The act-small ethos is always a source of tension in tech companies that grow quickly and successfully.  Google leaves people free to pursue their own projects‹engineers still can devote 20% of their time to doing their own thing. That’s entrepreneurial, but in a company that now has tens of thousands of employees it makes for a lot of unfocused work. And the engineers who think they’re working on the coolest thing ever created can’t get the attention of top management.  Result: the right hand doesn’t always know what the left was doing, meaning lots of knowledge gets sidetracked or lost in the Googleplex. And decisionmaking gets strung out by the need for consensus, which is easy in a small company but harder for a big one. Visitors to the Googleplex report internal management strategies that are by turns utopian and bizarre — everybody evaluates everybody else’s performance, for instance using, a wiki-style management software.

It’s possible that Google doesn’t need a guy who can invent the whip — it needs a guy who can crack the whip.  Of late Google’s got so much brainpower just churning and churning, with not much to show for it. Its Android mobile operating system is a hit, but there are so many more expensive train wrecks like Google Buzz, which underlines Google’s swing and miss in the social network space, and the disappointing Chrome operating system, which seems to have lost its place in the company’s hierarchy. Even Schmidt seemed confused by its status, referring to Chrome recently as a netbook OS, which is the kiss of death since netbooks are so yesterday. Tablets are where it’s at, and the people running Chrome certainly view it as tablet OS. Schmidt was either out to lunch or out of touch.

Schmidt is Mr.
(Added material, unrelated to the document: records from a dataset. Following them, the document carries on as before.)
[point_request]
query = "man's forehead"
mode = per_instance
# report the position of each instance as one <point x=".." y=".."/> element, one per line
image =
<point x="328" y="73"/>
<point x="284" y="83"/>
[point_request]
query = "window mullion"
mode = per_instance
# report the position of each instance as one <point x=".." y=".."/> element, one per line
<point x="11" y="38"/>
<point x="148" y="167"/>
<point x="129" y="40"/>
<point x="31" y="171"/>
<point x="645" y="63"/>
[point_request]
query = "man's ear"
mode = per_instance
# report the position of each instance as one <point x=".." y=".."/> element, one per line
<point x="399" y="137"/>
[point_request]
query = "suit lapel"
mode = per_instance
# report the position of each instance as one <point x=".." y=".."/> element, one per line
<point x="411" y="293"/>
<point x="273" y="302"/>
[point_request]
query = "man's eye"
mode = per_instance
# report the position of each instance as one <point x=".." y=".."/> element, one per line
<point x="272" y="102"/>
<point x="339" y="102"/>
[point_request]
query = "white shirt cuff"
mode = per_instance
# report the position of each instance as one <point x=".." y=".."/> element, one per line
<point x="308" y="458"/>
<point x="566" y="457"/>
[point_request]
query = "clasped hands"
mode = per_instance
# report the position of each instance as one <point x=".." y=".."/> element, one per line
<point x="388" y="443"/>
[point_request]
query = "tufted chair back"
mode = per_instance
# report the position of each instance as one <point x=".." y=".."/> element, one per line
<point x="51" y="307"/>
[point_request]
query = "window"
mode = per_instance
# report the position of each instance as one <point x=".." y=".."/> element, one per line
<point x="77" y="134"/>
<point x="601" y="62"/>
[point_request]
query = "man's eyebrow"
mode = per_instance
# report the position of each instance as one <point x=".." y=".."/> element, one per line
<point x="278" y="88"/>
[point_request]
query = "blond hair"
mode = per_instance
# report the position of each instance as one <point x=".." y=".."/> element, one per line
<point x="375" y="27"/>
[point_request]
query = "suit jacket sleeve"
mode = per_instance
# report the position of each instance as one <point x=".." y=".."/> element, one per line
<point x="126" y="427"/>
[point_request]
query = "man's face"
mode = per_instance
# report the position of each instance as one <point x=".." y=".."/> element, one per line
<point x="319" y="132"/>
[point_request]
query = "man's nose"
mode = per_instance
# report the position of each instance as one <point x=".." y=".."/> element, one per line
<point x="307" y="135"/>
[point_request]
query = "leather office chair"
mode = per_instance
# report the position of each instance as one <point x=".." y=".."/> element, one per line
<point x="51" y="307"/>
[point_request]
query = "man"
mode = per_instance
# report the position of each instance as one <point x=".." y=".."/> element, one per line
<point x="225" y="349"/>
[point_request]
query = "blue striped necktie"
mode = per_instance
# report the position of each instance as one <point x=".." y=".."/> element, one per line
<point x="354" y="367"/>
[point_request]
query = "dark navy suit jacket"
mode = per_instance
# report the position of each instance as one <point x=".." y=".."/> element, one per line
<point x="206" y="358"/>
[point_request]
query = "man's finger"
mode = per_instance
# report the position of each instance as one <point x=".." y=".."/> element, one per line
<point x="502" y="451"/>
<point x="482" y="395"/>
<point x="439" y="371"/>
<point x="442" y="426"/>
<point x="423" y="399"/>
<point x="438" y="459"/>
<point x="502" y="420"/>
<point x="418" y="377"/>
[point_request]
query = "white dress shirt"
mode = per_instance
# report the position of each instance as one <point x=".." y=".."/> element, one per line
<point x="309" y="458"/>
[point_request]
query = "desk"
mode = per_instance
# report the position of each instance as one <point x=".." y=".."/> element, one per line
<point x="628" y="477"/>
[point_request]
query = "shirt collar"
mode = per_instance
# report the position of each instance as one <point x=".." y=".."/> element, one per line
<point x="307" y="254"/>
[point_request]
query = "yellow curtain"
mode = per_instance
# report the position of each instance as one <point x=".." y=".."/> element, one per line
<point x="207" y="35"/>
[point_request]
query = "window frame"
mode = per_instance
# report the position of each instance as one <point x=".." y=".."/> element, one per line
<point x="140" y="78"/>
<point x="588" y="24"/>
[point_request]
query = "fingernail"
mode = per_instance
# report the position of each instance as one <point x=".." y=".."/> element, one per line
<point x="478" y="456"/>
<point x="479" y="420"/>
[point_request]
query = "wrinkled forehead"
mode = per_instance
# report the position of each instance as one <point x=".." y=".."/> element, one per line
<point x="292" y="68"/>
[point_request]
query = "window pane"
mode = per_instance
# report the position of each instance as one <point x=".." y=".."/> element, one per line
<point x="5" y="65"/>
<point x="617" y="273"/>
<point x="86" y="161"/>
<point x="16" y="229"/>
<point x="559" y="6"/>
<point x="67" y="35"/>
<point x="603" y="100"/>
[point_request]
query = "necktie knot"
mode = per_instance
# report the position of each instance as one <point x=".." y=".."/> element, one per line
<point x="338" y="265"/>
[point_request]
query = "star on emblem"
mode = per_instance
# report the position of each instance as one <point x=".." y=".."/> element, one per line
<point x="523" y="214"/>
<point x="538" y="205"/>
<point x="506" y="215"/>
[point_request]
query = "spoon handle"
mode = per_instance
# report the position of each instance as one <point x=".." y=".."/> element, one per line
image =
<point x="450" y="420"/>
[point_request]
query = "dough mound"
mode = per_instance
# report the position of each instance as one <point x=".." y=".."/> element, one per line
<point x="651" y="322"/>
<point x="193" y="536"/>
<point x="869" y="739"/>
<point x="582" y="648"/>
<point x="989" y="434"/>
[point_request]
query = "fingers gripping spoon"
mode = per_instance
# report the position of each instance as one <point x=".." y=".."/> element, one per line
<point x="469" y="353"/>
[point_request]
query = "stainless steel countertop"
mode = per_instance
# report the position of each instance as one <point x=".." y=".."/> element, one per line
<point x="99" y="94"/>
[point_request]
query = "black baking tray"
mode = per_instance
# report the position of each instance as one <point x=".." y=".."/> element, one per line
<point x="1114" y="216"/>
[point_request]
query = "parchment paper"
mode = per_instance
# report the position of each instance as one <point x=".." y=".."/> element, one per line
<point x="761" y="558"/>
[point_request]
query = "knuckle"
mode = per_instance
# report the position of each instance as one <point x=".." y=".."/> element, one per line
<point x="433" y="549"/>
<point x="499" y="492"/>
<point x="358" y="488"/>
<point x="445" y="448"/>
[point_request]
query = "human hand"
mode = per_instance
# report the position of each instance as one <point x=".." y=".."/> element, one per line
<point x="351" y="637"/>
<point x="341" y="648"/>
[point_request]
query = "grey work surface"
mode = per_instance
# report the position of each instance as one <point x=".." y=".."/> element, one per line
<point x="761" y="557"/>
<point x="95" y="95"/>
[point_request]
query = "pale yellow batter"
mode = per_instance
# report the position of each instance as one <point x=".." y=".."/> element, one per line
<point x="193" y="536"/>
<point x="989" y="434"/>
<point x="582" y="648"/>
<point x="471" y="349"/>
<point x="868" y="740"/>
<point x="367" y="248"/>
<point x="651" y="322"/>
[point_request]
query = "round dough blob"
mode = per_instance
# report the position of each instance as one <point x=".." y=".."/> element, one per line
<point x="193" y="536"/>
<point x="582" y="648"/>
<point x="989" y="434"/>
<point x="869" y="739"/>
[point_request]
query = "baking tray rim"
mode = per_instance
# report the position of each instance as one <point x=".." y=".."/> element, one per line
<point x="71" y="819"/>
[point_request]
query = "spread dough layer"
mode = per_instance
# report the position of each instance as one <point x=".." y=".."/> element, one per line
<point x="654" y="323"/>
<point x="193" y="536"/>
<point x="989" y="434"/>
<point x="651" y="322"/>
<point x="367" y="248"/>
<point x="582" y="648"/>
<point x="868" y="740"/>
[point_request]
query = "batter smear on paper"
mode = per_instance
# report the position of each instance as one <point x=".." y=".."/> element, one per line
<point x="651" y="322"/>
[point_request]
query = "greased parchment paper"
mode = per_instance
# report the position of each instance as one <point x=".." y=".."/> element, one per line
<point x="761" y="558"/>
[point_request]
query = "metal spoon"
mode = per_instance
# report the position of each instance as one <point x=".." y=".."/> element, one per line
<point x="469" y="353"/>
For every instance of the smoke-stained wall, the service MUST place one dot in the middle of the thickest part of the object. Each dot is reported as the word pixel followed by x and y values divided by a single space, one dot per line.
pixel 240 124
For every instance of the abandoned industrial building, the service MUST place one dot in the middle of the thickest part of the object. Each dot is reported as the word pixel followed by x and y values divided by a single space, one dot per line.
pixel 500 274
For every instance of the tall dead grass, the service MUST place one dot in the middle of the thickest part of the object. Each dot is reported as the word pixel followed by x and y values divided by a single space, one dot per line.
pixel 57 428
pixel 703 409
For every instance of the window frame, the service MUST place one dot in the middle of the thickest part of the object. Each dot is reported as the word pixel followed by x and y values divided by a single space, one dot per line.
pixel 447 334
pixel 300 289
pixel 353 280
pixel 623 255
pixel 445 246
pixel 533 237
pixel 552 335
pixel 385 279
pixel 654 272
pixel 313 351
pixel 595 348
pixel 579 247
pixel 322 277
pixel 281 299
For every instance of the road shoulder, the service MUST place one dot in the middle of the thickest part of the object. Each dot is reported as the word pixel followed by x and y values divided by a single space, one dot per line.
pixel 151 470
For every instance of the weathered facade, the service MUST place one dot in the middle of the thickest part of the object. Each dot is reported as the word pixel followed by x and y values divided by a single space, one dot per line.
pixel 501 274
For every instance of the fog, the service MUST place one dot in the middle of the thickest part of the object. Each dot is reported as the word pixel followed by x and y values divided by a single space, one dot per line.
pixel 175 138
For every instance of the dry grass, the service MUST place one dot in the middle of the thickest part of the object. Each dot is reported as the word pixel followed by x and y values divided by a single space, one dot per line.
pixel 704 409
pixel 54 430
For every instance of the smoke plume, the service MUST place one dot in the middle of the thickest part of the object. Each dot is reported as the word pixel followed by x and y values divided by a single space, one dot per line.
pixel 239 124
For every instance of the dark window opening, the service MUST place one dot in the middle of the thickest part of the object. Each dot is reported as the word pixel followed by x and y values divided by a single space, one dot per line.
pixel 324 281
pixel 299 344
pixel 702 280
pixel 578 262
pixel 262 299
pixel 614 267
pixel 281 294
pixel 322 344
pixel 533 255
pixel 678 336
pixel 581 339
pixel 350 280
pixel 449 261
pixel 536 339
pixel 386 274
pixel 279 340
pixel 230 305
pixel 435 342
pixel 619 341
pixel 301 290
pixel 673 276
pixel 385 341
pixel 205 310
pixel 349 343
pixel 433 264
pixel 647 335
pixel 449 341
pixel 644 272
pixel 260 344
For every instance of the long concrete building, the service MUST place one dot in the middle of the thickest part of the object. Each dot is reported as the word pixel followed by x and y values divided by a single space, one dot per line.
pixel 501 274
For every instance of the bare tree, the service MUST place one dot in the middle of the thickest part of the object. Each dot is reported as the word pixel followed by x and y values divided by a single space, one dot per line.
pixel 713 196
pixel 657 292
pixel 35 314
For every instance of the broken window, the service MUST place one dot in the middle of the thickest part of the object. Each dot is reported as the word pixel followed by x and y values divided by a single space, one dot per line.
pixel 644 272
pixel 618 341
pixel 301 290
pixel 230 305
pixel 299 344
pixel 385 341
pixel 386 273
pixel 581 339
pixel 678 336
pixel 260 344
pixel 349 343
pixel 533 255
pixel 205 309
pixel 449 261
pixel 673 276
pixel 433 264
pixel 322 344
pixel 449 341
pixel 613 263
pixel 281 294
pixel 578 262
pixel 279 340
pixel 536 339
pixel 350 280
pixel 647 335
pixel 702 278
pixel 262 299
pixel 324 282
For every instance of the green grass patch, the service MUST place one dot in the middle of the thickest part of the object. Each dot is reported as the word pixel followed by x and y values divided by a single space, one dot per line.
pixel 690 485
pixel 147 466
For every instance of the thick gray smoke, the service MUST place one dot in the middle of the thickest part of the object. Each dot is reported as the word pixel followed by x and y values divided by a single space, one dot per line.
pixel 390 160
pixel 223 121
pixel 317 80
Outside, Google’s guy on Wall Street and at the White House, and also the guy who ran the management and board meetings while Page and co-founder Sergey Brin concentrated on the products, on nourishing Google’s culture and trying to do no evil. Page, who created the algorithm that made Google search possible, also pursues other interests, such as energy projects. He’s behind Google’s push to create a driverless electric powered automobile. Very cool, but not necessarily what you want your CEO to be doing, even in his designated spare time.

That’s what makes the choice of Page as CEO so interesting; he seems to be everything Google doesn’t need right now.